Несмотря на ранний час, жарило так – впору июльскому полдню. Тридцать минут назад оба пикета прятались в благословенной тени здания облгосадминистрации. Но вскоре надменное здание, вне сомнений, издеваясь над митингующими, подтянуло тень к себе поближе. Пикетчики оказались на солнцепеке. В тени остались лишь двое милиционеров, дежуривших у входа. К ним здание благоволило, но дежурные все равно нервничали. Пикетчики их не волновали – привыкли. Стражам порядка не улыбалось разделить вчерашнюю судьбу коллег, охранявших мэрию. Лейтенант Самохвалов и старший лейтенант Безбородько уже решили, каждый для себя: заявятся ангелы – драпаем со всех ног. Дураков нет! Сейчас оба прикидывали возможные пути отхода.
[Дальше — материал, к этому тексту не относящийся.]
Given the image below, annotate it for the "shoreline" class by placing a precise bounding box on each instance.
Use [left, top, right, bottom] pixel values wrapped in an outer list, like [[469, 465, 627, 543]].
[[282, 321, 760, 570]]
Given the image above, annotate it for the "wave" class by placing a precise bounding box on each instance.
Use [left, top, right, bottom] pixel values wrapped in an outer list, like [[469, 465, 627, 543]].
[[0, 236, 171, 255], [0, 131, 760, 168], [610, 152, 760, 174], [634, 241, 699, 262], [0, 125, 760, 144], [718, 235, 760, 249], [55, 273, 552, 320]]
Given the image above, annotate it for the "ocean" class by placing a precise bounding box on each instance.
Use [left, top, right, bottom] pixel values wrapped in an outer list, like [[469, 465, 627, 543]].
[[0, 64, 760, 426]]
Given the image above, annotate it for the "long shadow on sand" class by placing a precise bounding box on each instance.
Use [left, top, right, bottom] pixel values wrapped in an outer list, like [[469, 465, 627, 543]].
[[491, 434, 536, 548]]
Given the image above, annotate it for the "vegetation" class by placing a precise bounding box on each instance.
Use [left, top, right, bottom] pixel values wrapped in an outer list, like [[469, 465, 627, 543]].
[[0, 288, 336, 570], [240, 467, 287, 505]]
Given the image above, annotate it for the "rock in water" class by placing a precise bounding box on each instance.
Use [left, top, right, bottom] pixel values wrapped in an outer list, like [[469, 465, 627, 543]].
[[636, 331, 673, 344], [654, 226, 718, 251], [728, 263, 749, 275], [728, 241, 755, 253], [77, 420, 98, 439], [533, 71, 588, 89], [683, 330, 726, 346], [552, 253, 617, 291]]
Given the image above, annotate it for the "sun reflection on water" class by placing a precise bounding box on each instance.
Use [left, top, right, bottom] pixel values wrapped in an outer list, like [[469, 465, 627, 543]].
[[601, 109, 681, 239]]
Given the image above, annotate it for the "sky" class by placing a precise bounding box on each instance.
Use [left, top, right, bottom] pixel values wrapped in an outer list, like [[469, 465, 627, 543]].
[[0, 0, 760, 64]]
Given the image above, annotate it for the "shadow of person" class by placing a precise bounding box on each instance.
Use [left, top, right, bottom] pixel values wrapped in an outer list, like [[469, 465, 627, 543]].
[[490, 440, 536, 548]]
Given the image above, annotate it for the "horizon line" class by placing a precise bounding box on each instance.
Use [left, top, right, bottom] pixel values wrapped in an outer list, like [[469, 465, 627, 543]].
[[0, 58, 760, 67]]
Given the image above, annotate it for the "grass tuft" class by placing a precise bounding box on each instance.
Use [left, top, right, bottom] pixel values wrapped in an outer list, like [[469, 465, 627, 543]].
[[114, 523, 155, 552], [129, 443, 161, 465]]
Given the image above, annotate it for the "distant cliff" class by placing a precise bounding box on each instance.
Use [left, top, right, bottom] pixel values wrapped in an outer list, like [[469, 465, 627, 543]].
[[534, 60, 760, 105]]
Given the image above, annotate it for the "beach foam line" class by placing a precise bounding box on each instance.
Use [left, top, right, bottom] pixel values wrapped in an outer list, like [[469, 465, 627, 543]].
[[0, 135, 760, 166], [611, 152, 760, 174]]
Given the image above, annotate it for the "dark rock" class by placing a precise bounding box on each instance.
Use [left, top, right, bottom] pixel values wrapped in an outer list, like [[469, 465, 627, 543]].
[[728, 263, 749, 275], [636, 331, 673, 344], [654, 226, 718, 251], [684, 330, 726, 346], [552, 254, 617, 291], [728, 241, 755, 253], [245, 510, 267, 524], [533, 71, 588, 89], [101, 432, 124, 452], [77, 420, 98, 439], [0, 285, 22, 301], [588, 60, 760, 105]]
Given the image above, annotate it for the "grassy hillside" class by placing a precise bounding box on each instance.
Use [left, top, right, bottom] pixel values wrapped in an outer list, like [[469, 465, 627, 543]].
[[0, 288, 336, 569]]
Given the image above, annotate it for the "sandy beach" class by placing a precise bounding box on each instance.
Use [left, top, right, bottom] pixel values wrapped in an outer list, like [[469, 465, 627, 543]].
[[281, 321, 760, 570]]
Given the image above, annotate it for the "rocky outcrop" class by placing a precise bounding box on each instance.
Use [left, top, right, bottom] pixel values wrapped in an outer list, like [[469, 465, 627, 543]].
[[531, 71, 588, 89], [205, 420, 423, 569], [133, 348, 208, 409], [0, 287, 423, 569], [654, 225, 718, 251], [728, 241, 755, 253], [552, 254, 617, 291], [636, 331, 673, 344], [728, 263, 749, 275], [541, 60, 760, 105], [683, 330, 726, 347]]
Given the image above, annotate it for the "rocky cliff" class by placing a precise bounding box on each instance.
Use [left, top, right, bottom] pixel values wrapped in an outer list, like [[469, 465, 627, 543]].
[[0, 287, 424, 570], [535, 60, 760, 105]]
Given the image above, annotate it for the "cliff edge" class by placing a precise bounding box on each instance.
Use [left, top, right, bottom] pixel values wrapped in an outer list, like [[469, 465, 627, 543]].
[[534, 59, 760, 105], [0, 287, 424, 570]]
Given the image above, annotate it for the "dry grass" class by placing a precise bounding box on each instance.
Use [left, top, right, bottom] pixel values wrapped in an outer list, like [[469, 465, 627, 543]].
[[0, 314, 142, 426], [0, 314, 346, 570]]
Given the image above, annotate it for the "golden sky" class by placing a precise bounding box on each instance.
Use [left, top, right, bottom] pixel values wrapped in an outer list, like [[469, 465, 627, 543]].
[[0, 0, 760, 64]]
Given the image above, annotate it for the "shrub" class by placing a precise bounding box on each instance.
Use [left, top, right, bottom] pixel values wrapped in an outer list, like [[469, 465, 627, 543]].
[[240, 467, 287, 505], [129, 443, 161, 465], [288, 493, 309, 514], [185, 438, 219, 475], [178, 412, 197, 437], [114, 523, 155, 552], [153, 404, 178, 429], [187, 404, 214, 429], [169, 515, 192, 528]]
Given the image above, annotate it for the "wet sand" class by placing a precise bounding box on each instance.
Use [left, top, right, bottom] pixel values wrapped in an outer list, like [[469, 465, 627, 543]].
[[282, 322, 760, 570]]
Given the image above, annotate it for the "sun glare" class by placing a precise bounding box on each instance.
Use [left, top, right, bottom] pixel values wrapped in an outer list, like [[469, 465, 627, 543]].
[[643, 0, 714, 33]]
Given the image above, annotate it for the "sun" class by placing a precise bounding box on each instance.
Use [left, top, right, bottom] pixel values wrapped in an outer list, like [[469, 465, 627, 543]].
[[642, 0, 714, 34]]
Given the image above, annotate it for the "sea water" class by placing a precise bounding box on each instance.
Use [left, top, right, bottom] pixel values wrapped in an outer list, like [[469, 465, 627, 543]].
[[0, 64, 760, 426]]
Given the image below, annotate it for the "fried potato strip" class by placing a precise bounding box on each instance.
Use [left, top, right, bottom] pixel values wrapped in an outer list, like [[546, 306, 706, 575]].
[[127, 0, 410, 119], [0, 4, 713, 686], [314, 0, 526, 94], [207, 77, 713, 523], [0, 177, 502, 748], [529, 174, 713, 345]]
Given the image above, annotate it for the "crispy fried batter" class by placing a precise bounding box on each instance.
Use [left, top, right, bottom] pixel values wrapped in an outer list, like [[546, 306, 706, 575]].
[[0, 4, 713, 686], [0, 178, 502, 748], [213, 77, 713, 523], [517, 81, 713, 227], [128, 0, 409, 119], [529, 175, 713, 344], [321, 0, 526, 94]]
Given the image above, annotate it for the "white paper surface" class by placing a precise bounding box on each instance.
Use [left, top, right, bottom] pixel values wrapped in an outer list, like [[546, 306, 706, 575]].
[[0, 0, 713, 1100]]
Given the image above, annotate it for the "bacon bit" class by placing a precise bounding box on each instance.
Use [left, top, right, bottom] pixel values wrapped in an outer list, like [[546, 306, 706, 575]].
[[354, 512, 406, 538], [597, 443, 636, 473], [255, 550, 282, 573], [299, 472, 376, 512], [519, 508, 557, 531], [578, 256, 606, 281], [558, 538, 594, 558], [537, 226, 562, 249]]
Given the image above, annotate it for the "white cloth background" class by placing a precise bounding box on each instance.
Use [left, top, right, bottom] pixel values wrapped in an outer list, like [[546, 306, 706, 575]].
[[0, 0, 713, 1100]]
Путей было мало, и милицию это беспокоило.
Член профкома Митяев от души огрел кулаком предательский мегафон. Чудо враждебной техники, произведенное литовской фирмой «AMC», с натугой крякнуло. Его раструб зашипел, демонстрируя готовность к работе. Испытанное средство ремонта – пролетарский кулак – в очередной раз оправдало себя.
– Мы требуем, – взорвался мегафон пламенной речью, – немедленно выплатить все долги по зарплате рабочим завода Шевченко!
– И завода Малышева! – крикнули сзади.
– И рабочим завода Малышева! Всем рабочим нашего города!
– Врежь им, Митяев!
– Сегодня! Сейчас! Мы больше не станем ждать!
– Даешь зарплату! – поддержала толпа заводчан.
Над головами взметнулись, заколыхались красные знамена с серпами-молотами. Знамена перемежались плакатами: «Зарплату – сегодня!», «Верните наши деньги!» и неизбывно актуальным: «Воров на нары!».
– Опомнитесь! Зачем вам зарплата!
Яростно расталкивая локтями единоверцев, на передний край выбралась швея-надомница Никонова, богомолка с трехлетним стажем.
– Грядет Судный День! О душе думайте, не о деньгах!
Глаза швеи наполнились слезами:
– Покайтесь! Покайтесь, пока не поздно!
– Поздно каяться, когда вилы в заднице, – осадил Никонову слесарь шестого разряда Самойлов. – Кыш, Васильевна! Не гунди…
– У нас дети голодные!
– Зар-пла-ту! Зар-пла-ту!
Православный философ Перетятько, устав вытирать лысину, извлек из холщовой сумы соломенный брыль и водрузил его на голову, сделавшись похож на гоголевского пасечника. Впечатление портил импортный мегафон. Философ прокашлялся. От этого звука с брусчатки в панике взлетела стая голубей, заполошно хлопая крыльями.
– Мы печемся о спасении всех и каждого! – возгласил Перетятько. – Ибо не хлебом единым! В вере – наше спасение! И мы веруем: есть праведники среди нас!